Hmmm. While the right answer is obvious, I find it’s not always easy to say and it’s even harder to do. The thing is that I hate to be in control. And I love to be in control. And I hate that I love to be in control. It’s so tempting to smack ourselves around when something we do or don’t do seems to have consequences that we didn’t want it to have. It’s easy to feel guilty or frustrated or fearful or unfairly treated. But that kind of life is self-obsessed and exhausting and it creates a breeding ground for wrong thinking.
I looked out a few minutes later and it was still on the ground. I said out loud in my kitchen, “I am not in control of this and so I will let them figure it out.”
I looked out just a minute or two later and…
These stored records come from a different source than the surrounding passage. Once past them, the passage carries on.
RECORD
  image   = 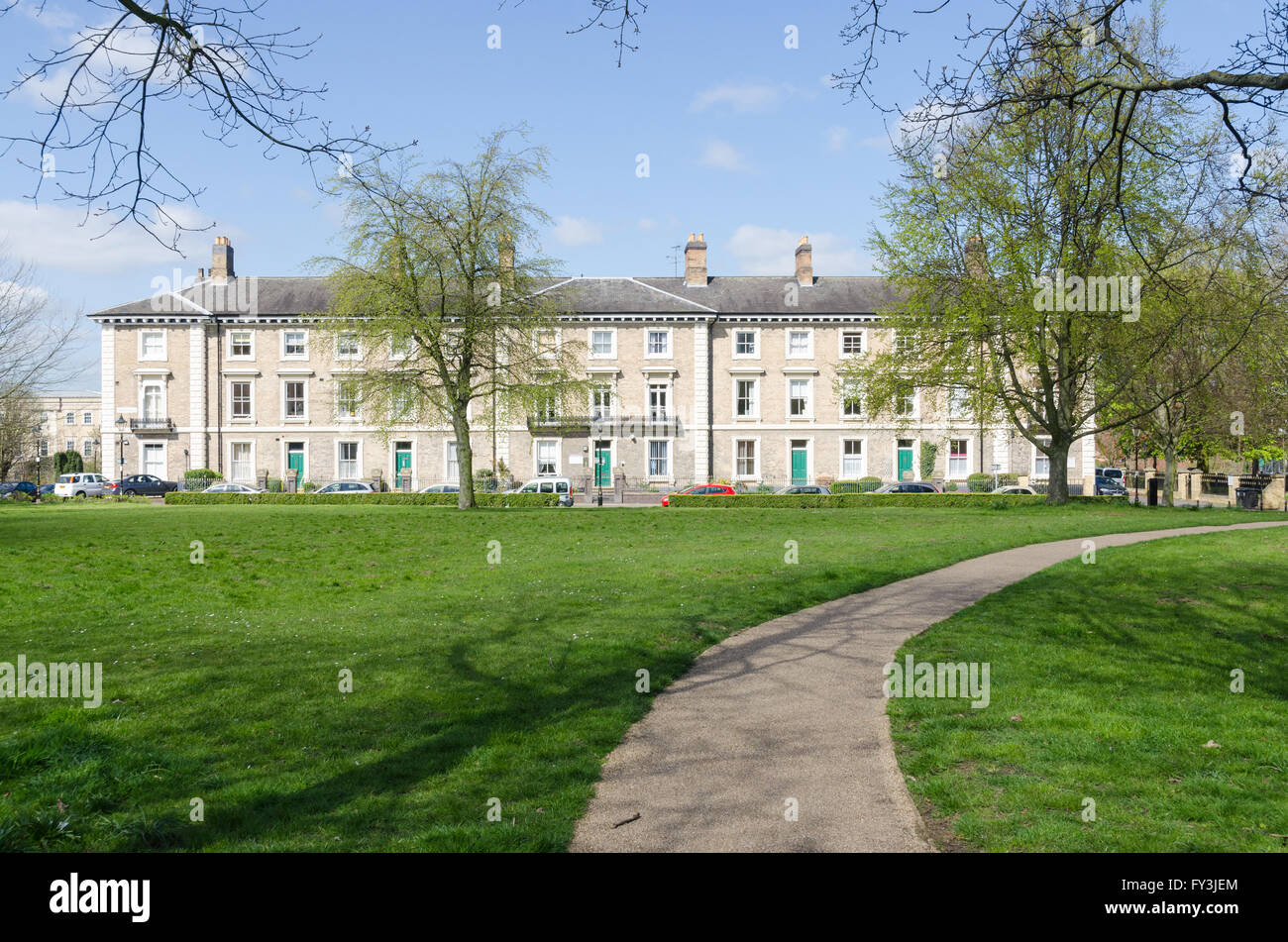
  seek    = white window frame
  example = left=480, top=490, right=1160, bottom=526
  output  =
left=837, top=435, right=868, bottom=481
left=335, top=439, right=362, bottom=481
left=644, top=438, right=675, bottom=481
left=532, top=439, right=563, bottom=477
left=335, top=331, right=362, bottom=362
left=786, top=375, right=814, bottom=422
left=139, top=442, right=170, bottom=480
left=944, top=435, right=975, bottom=481
left=335, top=375, right=362, bottom=422
left=644, top=327, right=675, bottom=361
left=282, top=375, right=309, bottom=423
left=836, top=327, right=868, bottom=361
left=139, top=327, right=170, bottom=363
left=589, top=327, right=617, bottom=361
left=733, top=375, right=760, bottom=419
left=783, top=326, right=814, bottom=361
left=228, top=327, right=255, bottom=363
left=139, top=375, right=170, bottom=420
left=279, top=327, right=309, bottom=361
left=228, top=375, right=255, bottom=425
left=228, top=440, right=257, bottom=483
left=733, top=436, right=764, bottom=481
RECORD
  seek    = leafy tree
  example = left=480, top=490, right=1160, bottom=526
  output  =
left=318, top=130, right=587, bottom=508
left=840, top=27, right=1283, bottom=503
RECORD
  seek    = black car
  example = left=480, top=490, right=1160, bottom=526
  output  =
left=103, top=474, right=179, bottom=496
left=1096, top=474, right=1127, bottom=496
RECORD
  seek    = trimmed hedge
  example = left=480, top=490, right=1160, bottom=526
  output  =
left=671, top=493, right=1122, bottom=509
left=164, top=490, right=559, bottom=507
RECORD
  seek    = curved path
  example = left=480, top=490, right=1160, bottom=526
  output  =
left=571, top=521, right=1288, bottom=851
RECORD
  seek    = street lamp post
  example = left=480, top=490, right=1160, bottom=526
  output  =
left=116, top=416, right=125, bottom=496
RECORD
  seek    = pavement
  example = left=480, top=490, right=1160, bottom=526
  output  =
left=571, top=521, right=1288, bottom=852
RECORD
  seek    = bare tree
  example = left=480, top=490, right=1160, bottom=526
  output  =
left=0, top=247, right=78, bottom=410
left=832, top=0, right=1288, bottom=212
left=0, top=0, right=401, bottom=250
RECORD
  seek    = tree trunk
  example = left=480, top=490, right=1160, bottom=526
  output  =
left=452, top=404, right=474, bottom=509
left=1047, top=442, right=1069, bottom=504
left=1163, top=442, right=1176, bottom=507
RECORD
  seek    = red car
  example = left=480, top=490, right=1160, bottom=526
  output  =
left=662, top=483, right=738, bottom=507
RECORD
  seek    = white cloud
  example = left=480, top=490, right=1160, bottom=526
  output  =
left=690, top=82, right=796, bottom=112
left=698, top=138, right=751, bottom=172
left=554, top=216, right=604, bottom=247
left=728, top=223, right=872, bottom=278
left=0, top=199, right=222, bottom=274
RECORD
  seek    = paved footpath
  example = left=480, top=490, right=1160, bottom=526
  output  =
left=571, top=522, right=1283, bottom=851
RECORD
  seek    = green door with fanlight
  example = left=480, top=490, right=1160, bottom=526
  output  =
left=793, top=442, right=808, bottom=483
left=595, top=442, right=613, bottom=487
left=286, top=442, right=304, bottom=490
left=394, top=442, right=411, bottom=490
left=899, top=439, right=913, bottom=481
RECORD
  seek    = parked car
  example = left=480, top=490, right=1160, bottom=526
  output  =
left=106, top=474, right=179, bottom=496
left=314, top=481, right=376, bottom=494
left=1096, top=474, right=1127, bottom=496
left=662, top=483, right=738, bottom=507
left=201, top=481, right=265, bottom=494
left=872, top=481, right=939, bottom=494
left=54, top=473, right=107, bottom=498
left=505, top=477, right=572, bottom=507
left=0, top=481, right=38, bottom=499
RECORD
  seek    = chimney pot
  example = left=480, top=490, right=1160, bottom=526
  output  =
left=684, top=232, right=707, bottom=288
left=210, top=236, right=237, bottom=282
left=796, top=236, right=814, bottom=287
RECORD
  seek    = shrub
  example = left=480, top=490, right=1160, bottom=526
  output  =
left=671, top=494, right=1122, bottom=509
left=164, top=493, right=559, bottom=507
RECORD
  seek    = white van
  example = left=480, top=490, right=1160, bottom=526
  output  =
left=509, top=477, right=572, bottom=507
left=54, top=473, right=107, bottom=496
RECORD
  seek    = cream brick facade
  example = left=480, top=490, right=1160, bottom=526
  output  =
left=93, top=238, right=1095, bottom=487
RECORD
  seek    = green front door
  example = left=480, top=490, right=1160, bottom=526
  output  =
left=595, top=442, right=613, bottom=487
left=286, top=442, right=304, bottom=490
left=899, top=439, right=912, bottom=481
left=394, top=442, right=411, bottom=489
left=793, top=442, right=808, bottom=483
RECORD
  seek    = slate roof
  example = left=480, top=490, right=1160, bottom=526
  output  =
left=90, top=275, right=898, bottom=319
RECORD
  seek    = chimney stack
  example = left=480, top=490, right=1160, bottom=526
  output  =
left=210, top=236, right=237, bottom=282
left=796, top=236, right=814, bottom=287
left=684, top=232, right=707, bottom=288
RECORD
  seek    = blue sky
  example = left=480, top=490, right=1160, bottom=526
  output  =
left=0, top=0, right=1261, bottom=388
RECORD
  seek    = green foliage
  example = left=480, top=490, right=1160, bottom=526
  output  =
left=921, top=442, right=939, bottom=481
left=54, top=452, right=85, bottom=476
left=832, top=474, right=881, bottom=494
left=164, top=493, right=559, bottom=507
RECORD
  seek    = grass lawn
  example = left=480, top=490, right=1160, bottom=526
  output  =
left=0, top=502, right=1284, bottom=851
left=890, top=529, right=1288, bottom=851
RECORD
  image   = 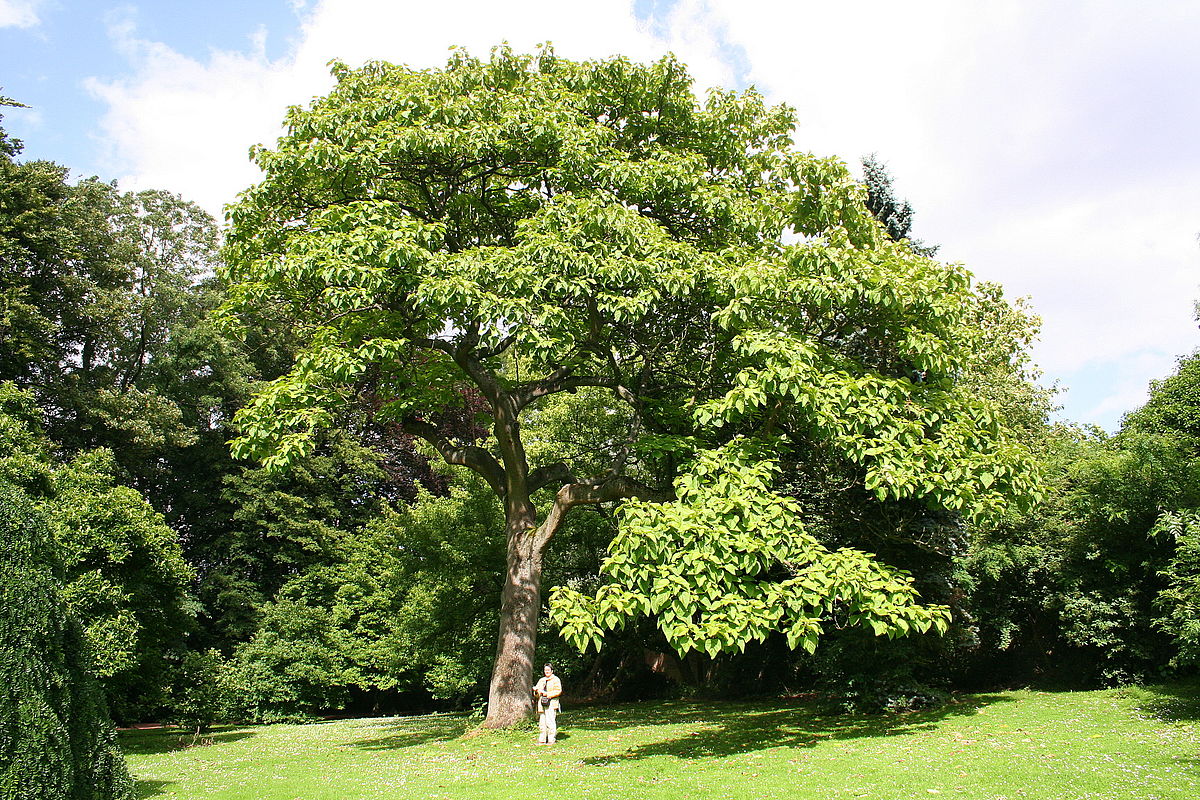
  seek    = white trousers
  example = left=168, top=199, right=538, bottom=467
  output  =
left=538, top=706, right=558, bottom=745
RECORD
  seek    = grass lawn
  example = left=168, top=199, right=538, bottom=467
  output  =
left=121, top=685, right=1200, bottom=800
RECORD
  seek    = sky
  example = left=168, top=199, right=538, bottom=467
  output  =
left=0, top=0, right=1200, bottom=431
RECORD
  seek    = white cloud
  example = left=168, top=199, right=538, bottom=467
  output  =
left=88, top=0, right=1200, bottom=427
left=0, top=0, right=44, bottom=28
left=88, top=0, right=733, bottom=216
left=712, top=0, right=1200, bottom=427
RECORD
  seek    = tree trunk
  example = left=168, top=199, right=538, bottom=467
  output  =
left=484, top=504, right=542, bottom=728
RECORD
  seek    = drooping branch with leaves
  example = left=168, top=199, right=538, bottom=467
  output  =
left=224, top=48, right=1034, bottom=726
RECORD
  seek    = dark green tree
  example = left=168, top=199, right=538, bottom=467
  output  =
left=0, top=481, right=134, bottom=800
left=863, top=154, right=937, bottom=258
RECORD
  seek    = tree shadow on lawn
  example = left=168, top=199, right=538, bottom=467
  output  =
left=353, top=714, right=472, bottom=750
left=133, top=780, right=175, bottom=800
left=564, top=694, right=1012, bottom=765
left=1132, top=681, right=1200, bottom=722
left=118, top=727, right=257, bottom=756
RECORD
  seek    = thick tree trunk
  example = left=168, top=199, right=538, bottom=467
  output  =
left=484, top=506, right=542, bottom=728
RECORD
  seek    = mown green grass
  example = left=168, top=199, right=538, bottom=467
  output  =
left=121, top=686, right=1200, bottom=800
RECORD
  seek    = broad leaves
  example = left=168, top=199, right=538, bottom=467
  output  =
left=550, top=440, right=950, bottom=655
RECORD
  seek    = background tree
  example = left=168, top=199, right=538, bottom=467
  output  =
left=227, top=49, right=1031, bottom=726
left=0, top=480, right=134, bottom=800
left=0, top=383, right=196, bottom=721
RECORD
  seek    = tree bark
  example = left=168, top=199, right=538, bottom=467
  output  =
left=484, top=501, right=542, bottom=728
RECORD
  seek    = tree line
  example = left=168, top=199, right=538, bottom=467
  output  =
left=0, top=49, right=1200, bottom=782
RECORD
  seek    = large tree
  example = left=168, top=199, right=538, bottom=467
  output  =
left=227, top=48, right=1031, bottom=726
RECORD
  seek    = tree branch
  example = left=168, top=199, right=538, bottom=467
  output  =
left=529, top=462, right=575, bottom=494
left=535, top=475, right=674, bottom=551
left=401, top=417, right=506, bottom=498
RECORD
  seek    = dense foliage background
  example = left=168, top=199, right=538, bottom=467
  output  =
left=0, top=47, right=1200, bottom=748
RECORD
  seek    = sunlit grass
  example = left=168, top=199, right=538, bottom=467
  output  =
left=122, top=686, right=1200, bottom=800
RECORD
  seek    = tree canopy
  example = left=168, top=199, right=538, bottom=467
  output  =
left=226, top=48, right=1036, bottom=721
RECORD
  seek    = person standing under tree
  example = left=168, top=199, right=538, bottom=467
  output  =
left=533, top=664, right=563, bottom=745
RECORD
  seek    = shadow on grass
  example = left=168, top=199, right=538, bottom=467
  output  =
left=570, top=694, right=1012, bottom=765
left=354, top=715, right=472, bottom=750
left=119, top=728, right=256, bottom=756
left=1133, top=681, right=1200, bottom=722
left=133, top=781, right=175, bottom=800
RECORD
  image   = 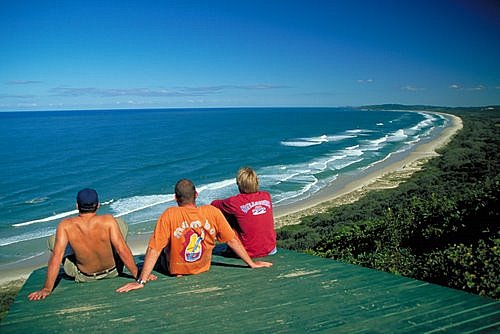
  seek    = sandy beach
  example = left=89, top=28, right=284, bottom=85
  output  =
left=0, top=112, right=462, bottom=286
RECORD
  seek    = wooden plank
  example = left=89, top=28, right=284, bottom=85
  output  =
left=0, top=250, right=500, bottom=333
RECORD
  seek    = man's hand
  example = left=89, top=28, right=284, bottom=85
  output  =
left=28, top=288, right=51, bottom=300
left=116, top=282, right=144, bottom=292
left=250, top=261, right=273, bottom=269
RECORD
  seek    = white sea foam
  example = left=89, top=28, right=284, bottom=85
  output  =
left=387, top=129, right=408, bottom=142
left=0, top=228, right=56, bottom=246
left=281, top=130, right=356, bottom=147
left=12, top=210, right=78, bottom=227
left=111, top=194, right=174, bottom=217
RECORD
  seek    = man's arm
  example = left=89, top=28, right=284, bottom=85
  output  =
left=110, top=218, right=139, bottom=278
left=227, top=237, right=273, bottom=269
left=116, top=247, right=160, bottom=292
left=28, top=223, right=68, bottom=300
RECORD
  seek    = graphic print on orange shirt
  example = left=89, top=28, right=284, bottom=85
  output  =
left=183, top=229, right=205, bottom=262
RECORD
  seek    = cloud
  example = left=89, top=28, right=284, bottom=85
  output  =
left=356, top=79, right=374, bottom=84
left=450, top=84, right=486, bottom=92
left=50, top=87, right=186, bottom=97
left=50, top=84, right=289, bottom=97
left=5, top=80, right=41, bottom=85
left=401, top=85, right=425, bottom=92
left=467, top=85, right=486, bottom=91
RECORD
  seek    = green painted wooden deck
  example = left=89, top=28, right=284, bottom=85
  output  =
left=0, top=250, right=500, bottom=333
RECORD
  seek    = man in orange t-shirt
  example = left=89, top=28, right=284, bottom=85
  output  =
left=116, top=179, right=272, bottom=292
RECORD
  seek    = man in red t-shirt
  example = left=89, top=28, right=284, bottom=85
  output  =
left=116, top=179, right=272, bottom=292
left=212, top=167, right=276, bottom=257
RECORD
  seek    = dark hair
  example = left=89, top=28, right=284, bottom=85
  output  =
left=175, top=179, right=196, bottom=204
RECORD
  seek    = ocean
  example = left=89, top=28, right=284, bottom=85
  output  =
left=0, top=108, right=449, bottom=270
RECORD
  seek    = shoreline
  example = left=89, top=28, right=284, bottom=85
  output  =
left=0, top=111, right=463, bottom=286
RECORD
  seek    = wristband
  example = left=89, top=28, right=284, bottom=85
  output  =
left=135, top=278, right=147, bottom=285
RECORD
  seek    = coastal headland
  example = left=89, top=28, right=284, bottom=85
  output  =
left=0, top=111, right=462, bottom=306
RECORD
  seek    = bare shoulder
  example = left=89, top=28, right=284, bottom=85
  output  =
left=57, top=217, right=78, bottom=229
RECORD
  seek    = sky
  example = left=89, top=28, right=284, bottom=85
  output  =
left=0, top=0, right=500, bottom=111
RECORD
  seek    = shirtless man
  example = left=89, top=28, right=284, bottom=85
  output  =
left=28, top=189, right=145, bottom=300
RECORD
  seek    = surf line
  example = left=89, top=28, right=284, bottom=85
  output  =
left=12, top=210, right=78, bottom=227
left=12, top=200, right=114, bottom=227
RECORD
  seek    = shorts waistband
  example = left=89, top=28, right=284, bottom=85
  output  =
left=78, top=266, right=116, bottom=277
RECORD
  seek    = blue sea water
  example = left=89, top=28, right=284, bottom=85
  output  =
left=0, top=108, right=448, bottom=269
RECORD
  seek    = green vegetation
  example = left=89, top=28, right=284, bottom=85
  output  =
left=278, top=105, right=500, bottom=299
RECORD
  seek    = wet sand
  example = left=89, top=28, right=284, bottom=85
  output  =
left=0, top=114, right=462, bottom=286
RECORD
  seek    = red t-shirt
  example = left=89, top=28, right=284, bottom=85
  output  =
left=212, top=191, right=276, bottom=257
left=149, top=205, right=235, bottom=275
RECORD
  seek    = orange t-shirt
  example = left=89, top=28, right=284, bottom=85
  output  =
left=149, top=205, right=235, bottom=275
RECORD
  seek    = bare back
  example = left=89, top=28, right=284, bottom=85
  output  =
left=61, top=214, right=121, bottom=273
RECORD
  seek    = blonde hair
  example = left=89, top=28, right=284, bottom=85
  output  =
left=236, top=167, right=259, bottom=194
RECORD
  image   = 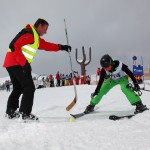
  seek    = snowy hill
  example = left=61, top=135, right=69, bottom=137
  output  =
left=0, top=85, right=150, bottom=150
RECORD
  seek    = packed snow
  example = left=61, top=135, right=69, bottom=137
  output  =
left=0, top=78, right=150, bottom=150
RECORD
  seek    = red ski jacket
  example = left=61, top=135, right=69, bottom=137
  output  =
left=3, top=24, right=60, bottom=67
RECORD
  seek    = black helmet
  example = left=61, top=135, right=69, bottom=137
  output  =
left=100, top=54, right=113, bottom=68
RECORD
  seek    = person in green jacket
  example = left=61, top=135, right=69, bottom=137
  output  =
left=84, top=54, right=148, bottom=114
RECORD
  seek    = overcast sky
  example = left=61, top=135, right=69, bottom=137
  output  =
left=0, top=0, right=150, bottom=77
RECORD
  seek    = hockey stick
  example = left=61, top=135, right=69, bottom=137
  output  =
left=64, top=19, right=78, bottom=111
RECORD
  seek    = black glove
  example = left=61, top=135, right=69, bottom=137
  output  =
left=60, top=45, right=71, bottom=52
left=134, top=83, right=140, bottom=91
left=22, top=62, right=31, bottom=73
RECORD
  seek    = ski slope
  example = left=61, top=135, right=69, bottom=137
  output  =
left=0, top=82, right=150, bottom=150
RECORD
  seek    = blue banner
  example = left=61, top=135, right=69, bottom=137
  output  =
left=133, top=65, right=144, bottom=76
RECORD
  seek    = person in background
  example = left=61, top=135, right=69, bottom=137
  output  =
left=3, top=18, right=71, bottom=120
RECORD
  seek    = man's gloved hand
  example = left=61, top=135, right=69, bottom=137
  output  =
left=91, top=92, right=98, bottom=98
left=60, top=45, right=71, bottom=52
left=134, top=83, right=140, bottom=91
left=22, top=62, right=31, bottom=73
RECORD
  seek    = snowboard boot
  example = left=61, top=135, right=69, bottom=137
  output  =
left=5, top=109, right=20, bottom=119
left=22, top=113, right=39, bottom=121
left=84, top=105, right=95, bottom=114
left=134, top=102, right=149, bottom=114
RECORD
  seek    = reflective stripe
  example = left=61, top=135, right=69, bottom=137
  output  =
left=23, top=45, right=36, bottom=53
left=22, top=51, right=33, bottom=59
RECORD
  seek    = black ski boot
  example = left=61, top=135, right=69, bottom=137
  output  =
left=134, top=102, right=149, bottom=114
left=22, top=113, right=39, bottom=121
left=84, top=105, right=95, bottom=114
left=5, top=109, right=20, bottom=119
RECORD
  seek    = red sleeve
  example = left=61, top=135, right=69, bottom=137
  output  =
left=14, top=33, right=34, bottom=66
left=39, top=38, right=60, bottom=52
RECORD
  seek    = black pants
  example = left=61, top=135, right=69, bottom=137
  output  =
left=6, top=66, right=35, bottom=114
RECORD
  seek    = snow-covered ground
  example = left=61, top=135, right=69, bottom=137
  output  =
left=0, top=79, right=150, bottom=150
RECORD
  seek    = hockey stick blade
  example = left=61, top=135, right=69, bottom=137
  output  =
left=109, top=115, right=135, bottom=121
left=66, top=96, right=77, bottom=111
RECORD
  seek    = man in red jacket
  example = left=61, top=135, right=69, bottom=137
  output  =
left=3, top=19, right=71, bottom=120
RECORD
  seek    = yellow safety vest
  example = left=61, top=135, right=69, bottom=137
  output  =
left=8, top=25, right=39, bottom=63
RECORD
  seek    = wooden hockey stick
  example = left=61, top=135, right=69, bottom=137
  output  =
left=64, top=19, right=78, bottom=111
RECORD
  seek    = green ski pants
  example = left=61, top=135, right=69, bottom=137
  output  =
left=90, top=76, right=141, bottom=106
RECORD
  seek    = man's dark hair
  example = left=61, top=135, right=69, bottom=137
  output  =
left=34, top=18, right=49, bottom=28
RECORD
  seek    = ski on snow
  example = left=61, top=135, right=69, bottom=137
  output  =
left=109, top=114, right=135, bottom=121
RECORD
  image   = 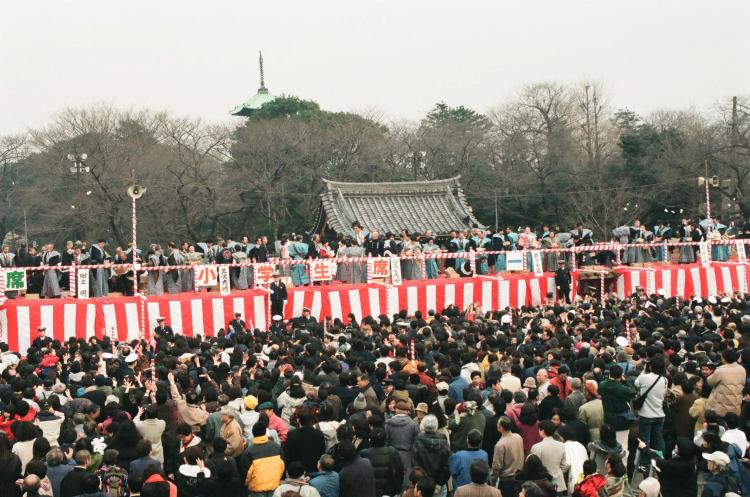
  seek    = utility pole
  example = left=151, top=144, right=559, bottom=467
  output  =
left=67, top=154, right=90, bottom=241
left=495, top=188, right=500, bottom=230
left=703, top=160, right=711, bottom=227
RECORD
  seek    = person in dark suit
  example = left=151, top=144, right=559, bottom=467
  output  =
left=555, top=261, right=572, bottom=304
left=292, top=307, right=318, bottom=328
left=229, top=312, right=247, bottom=333
left=154, top=316, right=174, bottom=337
left=365, top=230, right=385, bottom=257
left=271, top=271, right=287, bottom=316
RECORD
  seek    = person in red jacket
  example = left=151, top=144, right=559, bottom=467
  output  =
left=573, top=459, right=607, bottom=497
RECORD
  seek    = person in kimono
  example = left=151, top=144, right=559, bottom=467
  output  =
left=422, top=237, right=440, bottom=279
left=144, top=244, right=166, bottom=295
left=365, top=230, right=385, bottom=257
left=0, top=245, right=18, bottom=299
left=276, top=233, right=292, bottom=277
left=690, top=221, right=706, bottom=261
left=195, top=240, right=214, bottom=264
left=518, top=226, right=538, bottom=270
left=455, top=231, right=469, bottom=271
left=677, top=219, right=695, bottom=264
left=542, top=231, right=564, bottom=271
left=230, top=249, right=250, bottom=290
left=89, top=238, right=109, bottom=297
left=39, top=243, right=62, bottom=299
left=504, top=227, right=519, bottom=251
left=350, top=221, right=369, bottom=247
left=165, top=242, right=185, bottom=295
left=490, top=231, right=505, bottom=273
left=336, top=238, right=352, bottom=283
left=182, top=245, right=205, bottom=292
left=113, top=251, right=134, bottom=297
left=0, top=245, right=16, bottom=268
left=60, top=240, right=75, bottom=290
left=708, top=217, right=729, bottom=262
left=383, top=232, right=402, bottom=257
left=471, top=230, right=490, bottom=274
left=345, top=240, right=367, bottom=283
left=631, top=220, right=654, bottom=262
left=269, top=271, right=287, bottom=316
left=21, top=244, right=44, bottom=293
left=653, top=221, right=672, bottom=262
left=305, top=233, right=323, bottom=259
left=289, top=235, right=310, bottom=286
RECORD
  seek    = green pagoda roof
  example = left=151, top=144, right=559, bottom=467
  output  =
left=230, top=52, right=276, bottom=117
Voila! Done. And they’re so proud (if you could actually see faces in my blurry cell phone pic, you would see that they are proud and happy.) You see, there’s something about facing resistance together and overcoming it that’s way cooler than smooth sailing. My tendency would be to buy a gift that makes me look like a hero, but instead I bought a gift that made my men feel like heroes.
God knows His stuff, I tell you, and on the days when I can pry my eyeballs off my own self, I have a clear view into His wonderful work.